First journalists, now students?!!

Last night, I got an e-mail with the following attachment:

The head of the south regional office of Dalga Youth Movement Parviz Azimov has faced various prosecution and pressure by university authorities due to his articles and current acitivities. Finally, on February 27th he was expeled from Lankaran State University with false accusation. We would like to remind that, Parviz Azimov studies at the fourth grade at above-mentioned university and has not had any problems so far. University authorities, who could not find any evidences about his education, orginazed false sabotage against him. They accused him in alleged fight at the university and expeled him.

As Dalga Youth Movement we urgently request to stop this illegitimate act, to restore Parviz Azimov’s education at the university, and we want people who organized this sabotage against him apolagize. We state that we will use any possible means to restore justice and to defend Parviz Azimov’s rights. We call everybody to support us in our way of defending the law and human rights. We demand the related organs to fulfill their duties.

These variations of different accusations simply do not stop (I sometimes think that there is a person in charge of some sort of creativity department on accusations).

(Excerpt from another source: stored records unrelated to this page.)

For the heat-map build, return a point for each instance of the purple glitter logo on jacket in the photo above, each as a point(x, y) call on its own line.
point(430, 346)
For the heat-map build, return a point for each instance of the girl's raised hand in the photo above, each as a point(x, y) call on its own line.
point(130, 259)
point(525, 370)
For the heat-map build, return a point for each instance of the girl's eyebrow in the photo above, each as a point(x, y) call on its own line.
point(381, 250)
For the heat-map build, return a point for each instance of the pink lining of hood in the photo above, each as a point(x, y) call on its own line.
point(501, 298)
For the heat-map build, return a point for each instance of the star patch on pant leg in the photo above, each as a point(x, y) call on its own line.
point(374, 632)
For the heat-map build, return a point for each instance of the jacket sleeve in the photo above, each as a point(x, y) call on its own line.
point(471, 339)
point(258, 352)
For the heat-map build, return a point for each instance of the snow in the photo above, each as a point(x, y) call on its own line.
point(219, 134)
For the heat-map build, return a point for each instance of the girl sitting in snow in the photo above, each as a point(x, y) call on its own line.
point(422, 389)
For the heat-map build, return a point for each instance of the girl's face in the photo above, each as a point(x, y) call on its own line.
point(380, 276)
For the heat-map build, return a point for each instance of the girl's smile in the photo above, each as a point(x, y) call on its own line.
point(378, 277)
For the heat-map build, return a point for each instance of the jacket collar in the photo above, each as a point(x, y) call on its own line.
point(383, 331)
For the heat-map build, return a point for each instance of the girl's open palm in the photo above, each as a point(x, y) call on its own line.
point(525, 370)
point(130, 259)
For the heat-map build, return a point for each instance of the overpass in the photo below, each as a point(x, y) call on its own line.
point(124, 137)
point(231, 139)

With journalists it was easier, anything from terrorism involvement to treason accusations, followed by imprisonment and a sentence but with a fourth year university student who unlike his other peers chose to speak out it would have been a little too much if he was accused of things as such, so instead, he was thrown out of the university. 

This incident reminds me of an event that took place few months back when I was asked to give a short presentation to a group of foreign exchange students on Azerbaijani culture. The conversation then turned into Q&A session, where we started talking about politics and general situation in the country. I answered each of their questions with honesty. Well, it turned out that none of the profs who were sitting in the room were pleased with my honesty (even though students were very happy). Nothing happened to me, well, except I was never asked to give another presentation by those people to another group of students. 

Its like pushing the "mute" button- you press it and there is no more sound! Will someone take that remote control and throw it away?! I wish it was that easy...


Onnik Krikorian said...

Thoughts on the Road has more:

Parviz was one of my best students while I was in Azerbaijan. He was the only one of my students to actually produce articles about corruption in the nation's education system. I had quite a few students who spoke about it - but naturally it was a very daunting subject to tackle. Many of my students were still studying at universities - so really digging into this subject could be dangerous for their academic careers.

Young journalist suffers consequences for rocking boat

Maka B said...

Thank you Arzu and Parviz for your honesty and bravery. As a former Peace Corps Volunteer in Azerbaijan as well as former English teacher, I can understand the system in which this is happening very intimately. I thank you for this blog and look forward to reading it often.
Azerbaycana eshq olsun, ok amma daha vacib heqiqeti eshq olsun Azerbaycanda.